Corey Crawford

Clemson Tigers
- Title: Graduate assistant

Personal information
- Born: December 1, 1991 (age 34) Columbus, Georgia, U.S.
- Listed height: 6 ft 5 in (1.96 m)
- Listed weight: 298 lb (135 kg)

Career information
- High school: Hargrave Military Academy
- College: Clemson
- NFL draft: 2015 (undrafted)

Career history

Playing
- Washington Redskins (2015–2016)*; Columbus Lions (2017–2018); Memphis Express (2019); Carolina Cobras (2019); Houston Roughnecks (2020);
- * Offseason or practice squad member only

Coaching
- Clemson (2022-present) Graduate assistant;
- Stats at Pro Football Reference

= Corey Crawford (American football) =

American football player and coach (born 1991)
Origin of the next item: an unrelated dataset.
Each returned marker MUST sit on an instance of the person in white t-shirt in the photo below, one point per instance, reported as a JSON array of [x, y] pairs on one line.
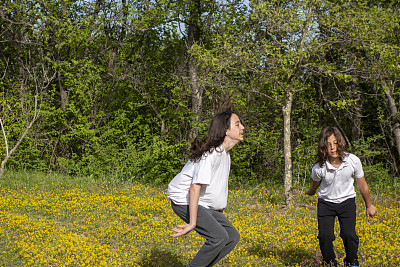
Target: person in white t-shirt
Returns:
[[199, 193], [334, 173]]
Corey Crawford (born December 1, 1991) is an American former football defensive end and current coach. He attended Clemson University, G.W. Carver HS Columbus, Georgia, and Hargrave Military Academy in Virginia.

==College career==
Crawford committed to Clemson in 2011 as a four-star recruit and spent his entire collegiate career with the Tigers.

==Professional career==

Crawford was signed by the Redskins as an undrafted free agent on May 7, 2015. He was released on September 5, 2015, and signed to the practice squad the following day. He signed a futures contract with the Redskins on January 12, 2016, but was released on September 3, 2016. On June 8, 2017, Crawford signed with the Columbus Lions. In September 2017, Crawford re-signed with the Lions for 2018. He signed with the Carolina Cobras in 2019, but was placed on the team suspension list after signing with the Memphis Express of the Alliance of American Football on March 13, 2019. After the AAF suspended football operations, he was activated by the Cobras on April 3. He was placed on the refused to report list on April 6.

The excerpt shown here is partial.